Die Menschen im Camp haben sich in verschiedenen Arbeitsgruppen organisiert. Es gibt eine Mediengruppe, eine Kochgruppe, Putzgruppe, usw. “Jeden Mittag und Abend gibt es gemeinsames Essen, das die Kochgruppe zubereitet. Hier kommen fast alle Menschen aus dem Camp zusammen und ab und an die Unterstützer.”, sagt A. . Gelegentlich kämen auch Menschen, die gar nichts mit dem Camp zu tun hätten, aber nicht versorgt werden. Jeden Mittwoch und Sonntag kommen die Flüchtlinge zu einem großen Plenum zusammen. Hier werden die Strategien, aktuelle Projekte und die Arbeiten in den Gruppen besprochen.

Ein großes Zelt dient den Flüchtlingen als Plenumsort

Ein großes Zelt dient den Flüchtlingen als Plenumsort

Auf das Verhältnis mit den NachbarInnen angesprochen sagt A.: “Es gibt ab und an Ärger. Einzelne Menschen rufen regelmäßig die Polizei wegen Ruhestörung. Ein Flüchtling, der selbst eine Aufenthaltsgenehmigung besitzt, kommt ab und an her, fängt einen Streit an und ruft dann selbst die Polizei.” Bei all der gemeinsamen Arbeit im Camp, scheint es doch ein paar Konflikte zu geben. Uns fällt beispielsweise auf, dass sich kaum Frauen unter den Menschen finden lassen. “Ich denke, da müsst ihr die Frauen selbst fragen, warum sie so wenig hier sind.”, sagt A. . “Vielleicht liegt es daran, dass sie das Gefühl bekommen, weniger wert zu sein und bei der Arbeit im Camp nicht so viel leisten zu können.”

Auf Listen im Infozelt können sich Unterstützende für Hilfsdienste eintragen

Auf Listen im Infozelt können sich Unterstützende für Hilfsdienste eintragen

Regelmäßig würden vorbeikommende PassantInnen die Flüchtlinge beleidigen und Diffamierungen brüllen.
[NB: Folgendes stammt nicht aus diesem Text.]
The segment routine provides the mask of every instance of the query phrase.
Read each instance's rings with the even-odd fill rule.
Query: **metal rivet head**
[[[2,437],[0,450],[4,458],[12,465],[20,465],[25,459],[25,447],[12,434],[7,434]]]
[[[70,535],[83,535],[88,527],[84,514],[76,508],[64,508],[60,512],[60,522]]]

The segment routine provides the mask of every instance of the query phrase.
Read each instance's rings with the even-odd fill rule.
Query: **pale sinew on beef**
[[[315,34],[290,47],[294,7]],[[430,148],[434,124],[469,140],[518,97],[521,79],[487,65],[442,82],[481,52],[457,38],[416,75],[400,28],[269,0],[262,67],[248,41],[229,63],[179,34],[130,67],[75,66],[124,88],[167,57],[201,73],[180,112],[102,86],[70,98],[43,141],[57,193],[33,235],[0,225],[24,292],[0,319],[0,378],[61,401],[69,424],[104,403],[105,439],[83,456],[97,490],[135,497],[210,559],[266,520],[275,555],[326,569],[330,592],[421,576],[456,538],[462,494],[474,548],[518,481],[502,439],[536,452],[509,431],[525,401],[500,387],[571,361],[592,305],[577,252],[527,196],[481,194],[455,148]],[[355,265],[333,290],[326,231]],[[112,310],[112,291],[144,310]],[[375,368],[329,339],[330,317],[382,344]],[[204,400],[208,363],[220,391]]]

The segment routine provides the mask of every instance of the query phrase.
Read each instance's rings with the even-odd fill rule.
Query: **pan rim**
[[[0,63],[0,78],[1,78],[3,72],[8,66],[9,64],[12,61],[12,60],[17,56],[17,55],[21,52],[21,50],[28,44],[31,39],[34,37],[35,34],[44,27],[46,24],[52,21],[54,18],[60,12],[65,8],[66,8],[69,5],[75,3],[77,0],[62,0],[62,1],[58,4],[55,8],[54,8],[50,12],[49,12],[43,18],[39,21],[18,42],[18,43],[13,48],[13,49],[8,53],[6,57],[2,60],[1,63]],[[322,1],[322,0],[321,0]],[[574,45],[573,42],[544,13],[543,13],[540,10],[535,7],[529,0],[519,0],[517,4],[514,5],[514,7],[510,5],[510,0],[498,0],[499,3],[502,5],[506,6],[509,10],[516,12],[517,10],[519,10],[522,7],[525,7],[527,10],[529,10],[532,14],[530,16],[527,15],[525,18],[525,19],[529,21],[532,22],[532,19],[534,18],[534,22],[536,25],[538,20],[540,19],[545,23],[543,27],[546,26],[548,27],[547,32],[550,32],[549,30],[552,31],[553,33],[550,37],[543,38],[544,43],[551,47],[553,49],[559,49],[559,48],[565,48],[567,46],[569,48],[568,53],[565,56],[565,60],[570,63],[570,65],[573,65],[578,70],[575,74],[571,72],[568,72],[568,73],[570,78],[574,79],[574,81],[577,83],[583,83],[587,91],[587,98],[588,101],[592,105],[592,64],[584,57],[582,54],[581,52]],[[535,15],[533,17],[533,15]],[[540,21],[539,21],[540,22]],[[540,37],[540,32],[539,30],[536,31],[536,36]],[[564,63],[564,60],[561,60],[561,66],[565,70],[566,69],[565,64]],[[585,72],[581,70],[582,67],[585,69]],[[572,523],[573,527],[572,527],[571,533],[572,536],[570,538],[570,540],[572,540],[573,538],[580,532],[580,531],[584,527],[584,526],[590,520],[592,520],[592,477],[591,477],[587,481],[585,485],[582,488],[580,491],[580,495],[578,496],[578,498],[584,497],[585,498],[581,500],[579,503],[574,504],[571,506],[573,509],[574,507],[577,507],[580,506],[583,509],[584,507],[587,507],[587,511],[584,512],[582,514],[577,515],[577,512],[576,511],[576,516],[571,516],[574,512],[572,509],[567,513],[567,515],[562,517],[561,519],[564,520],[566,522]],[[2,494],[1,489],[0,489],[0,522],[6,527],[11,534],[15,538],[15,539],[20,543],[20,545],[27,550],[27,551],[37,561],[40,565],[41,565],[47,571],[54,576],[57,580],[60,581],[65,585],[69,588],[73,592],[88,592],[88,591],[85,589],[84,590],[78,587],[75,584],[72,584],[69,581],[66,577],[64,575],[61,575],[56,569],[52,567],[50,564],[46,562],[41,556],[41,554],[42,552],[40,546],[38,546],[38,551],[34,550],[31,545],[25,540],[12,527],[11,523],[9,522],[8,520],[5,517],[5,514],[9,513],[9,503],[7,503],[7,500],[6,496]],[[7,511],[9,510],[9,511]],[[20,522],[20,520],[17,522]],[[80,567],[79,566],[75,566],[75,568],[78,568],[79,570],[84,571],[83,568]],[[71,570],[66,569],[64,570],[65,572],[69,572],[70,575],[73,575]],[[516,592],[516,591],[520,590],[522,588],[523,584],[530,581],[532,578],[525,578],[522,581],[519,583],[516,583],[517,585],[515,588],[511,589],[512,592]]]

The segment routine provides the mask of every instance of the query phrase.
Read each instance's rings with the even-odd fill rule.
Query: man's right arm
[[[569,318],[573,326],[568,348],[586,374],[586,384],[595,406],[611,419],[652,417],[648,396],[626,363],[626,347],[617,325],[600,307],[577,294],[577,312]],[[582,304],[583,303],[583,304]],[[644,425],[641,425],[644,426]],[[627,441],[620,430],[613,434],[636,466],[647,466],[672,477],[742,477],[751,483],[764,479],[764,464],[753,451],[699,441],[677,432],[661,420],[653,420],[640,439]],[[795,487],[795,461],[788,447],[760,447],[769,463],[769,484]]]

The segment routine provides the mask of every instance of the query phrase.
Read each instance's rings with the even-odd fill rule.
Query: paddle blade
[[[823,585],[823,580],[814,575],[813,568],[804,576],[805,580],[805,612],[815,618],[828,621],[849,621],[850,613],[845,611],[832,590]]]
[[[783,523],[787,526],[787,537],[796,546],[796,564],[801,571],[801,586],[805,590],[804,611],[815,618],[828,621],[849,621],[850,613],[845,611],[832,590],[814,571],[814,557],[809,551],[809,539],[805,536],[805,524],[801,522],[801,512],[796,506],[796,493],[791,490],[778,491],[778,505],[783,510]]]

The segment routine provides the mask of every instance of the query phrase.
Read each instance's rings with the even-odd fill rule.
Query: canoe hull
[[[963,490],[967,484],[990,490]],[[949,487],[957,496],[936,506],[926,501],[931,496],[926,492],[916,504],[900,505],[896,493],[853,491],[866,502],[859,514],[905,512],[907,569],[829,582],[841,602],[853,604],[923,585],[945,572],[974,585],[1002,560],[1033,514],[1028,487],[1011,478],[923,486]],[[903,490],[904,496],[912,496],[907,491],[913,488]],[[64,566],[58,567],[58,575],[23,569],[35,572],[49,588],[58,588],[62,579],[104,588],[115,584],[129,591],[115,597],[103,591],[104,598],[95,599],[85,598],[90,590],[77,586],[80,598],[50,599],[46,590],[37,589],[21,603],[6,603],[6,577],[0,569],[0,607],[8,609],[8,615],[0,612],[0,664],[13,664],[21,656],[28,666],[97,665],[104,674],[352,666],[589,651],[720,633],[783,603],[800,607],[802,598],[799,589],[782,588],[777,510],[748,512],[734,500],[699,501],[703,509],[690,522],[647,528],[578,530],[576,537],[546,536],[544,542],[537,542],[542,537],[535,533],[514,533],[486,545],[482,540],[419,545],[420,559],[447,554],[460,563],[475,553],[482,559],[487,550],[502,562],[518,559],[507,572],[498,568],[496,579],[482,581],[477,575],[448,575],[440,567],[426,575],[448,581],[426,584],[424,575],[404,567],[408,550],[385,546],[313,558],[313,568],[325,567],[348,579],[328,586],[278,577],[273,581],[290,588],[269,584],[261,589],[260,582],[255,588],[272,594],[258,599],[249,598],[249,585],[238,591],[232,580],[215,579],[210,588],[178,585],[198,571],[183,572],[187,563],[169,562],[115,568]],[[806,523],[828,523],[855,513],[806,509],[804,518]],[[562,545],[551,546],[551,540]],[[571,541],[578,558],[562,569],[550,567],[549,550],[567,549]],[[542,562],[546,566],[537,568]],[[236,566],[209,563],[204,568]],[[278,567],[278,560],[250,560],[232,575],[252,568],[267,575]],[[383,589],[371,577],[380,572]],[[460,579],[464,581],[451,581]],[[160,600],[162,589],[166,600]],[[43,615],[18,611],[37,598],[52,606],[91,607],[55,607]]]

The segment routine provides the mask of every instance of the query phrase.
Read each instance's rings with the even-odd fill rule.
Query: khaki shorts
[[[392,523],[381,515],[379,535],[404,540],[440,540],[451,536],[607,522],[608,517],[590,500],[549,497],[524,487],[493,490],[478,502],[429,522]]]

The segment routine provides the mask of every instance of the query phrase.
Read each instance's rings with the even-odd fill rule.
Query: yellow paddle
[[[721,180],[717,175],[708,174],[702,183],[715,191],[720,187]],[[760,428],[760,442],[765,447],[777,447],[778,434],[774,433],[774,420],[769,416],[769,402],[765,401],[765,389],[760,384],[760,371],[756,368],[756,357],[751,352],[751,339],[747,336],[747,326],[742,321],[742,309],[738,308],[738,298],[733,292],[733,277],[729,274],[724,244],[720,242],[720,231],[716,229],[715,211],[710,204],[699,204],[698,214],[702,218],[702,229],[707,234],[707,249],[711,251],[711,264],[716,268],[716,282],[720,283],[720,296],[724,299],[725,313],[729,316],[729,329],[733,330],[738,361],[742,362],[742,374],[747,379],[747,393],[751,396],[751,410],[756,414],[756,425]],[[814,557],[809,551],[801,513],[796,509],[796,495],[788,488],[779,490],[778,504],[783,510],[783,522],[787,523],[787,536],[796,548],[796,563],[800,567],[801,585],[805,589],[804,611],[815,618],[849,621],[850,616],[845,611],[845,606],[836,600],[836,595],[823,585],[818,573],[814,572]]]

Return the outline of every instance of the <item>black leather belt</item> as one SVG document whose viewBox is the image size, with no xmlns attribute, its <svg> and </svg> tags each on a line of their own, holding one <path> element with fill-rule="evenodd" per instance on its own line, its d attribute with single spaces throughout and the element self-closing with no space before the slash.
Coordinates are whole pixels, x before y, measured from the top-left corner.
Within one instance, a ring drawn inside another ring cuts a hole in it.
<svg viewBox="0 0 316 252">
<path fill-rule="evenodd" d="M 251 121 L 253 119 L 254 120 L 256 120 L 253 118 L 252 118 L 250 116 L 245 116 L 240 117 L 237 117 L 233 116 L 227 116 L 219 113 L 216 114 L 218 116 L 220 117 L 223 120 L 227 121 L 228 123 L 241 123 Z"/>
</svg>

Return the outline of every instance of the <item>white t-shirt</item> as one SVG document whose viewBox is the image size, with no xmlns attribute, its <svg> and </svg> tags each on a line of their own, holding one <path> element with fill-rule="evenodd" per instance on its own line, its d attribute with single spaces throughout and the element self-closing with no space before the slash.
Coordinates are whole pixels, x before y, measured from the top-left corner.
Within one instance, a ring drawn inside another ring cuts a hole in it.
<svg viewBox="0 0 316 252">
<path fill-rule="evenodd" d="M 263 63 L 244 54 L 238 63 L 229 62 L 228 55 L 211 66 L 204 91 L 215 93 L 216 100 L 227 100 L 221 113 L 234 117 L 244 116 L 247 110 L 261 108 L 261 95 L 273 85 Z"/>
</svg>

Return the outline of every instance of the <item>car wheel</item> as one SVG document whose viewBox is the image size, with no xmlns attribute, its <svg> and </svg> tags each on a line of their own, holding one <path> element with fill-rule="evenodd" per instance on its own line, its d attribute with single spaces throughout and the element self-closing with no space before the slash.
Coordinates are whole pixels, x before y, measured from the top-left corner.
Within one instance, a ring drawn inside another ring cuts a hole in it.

Dabei sei es aber laut A. noch nie zu Handgreiflichkeiten gekommen. Bei Demonstrationen der Flüchtlinge sei die Polizei allerdings teilweise sehr hart vorgegangen, wie bei der Besetzung der nigerianischen Botschaft Mitte Oktober. Neben dem individuellen Druck, den die Flüchtlinge empfinden, kämen die kollektiven Einschüchterungsversuche und im Winter natürlich das Wetter.
Die anfängliche Energie im Camp sei mittlerweile verflogen, sagt A. . “Es herrscht weniger Disiplin und das größte Problem ist das Geld. Anfangs konnten wir den Flüchtlingen noch U-Bahn-Tickets und sogar Krankenhausaufenthalte bezahlen. Das geht jetzt nicht mehr. Aber wir bekommen noch viel Unterstützung und sind über jede Hilfe total dankbar.”

Wir fragen ihn zum Abschluss, ob er glaubt, dass das Camp Erfolg haben wird und weiterbesteht. Seine knappe Antwort: “Es kommt ganz auf das Geld an.” Gerade versucht er über einen Anwalt einen legalen Aufenthaltsstatus zu erreichen und in Deutschland bleiben zu können. Das Camp scheint dabei Unterstützung zu sein.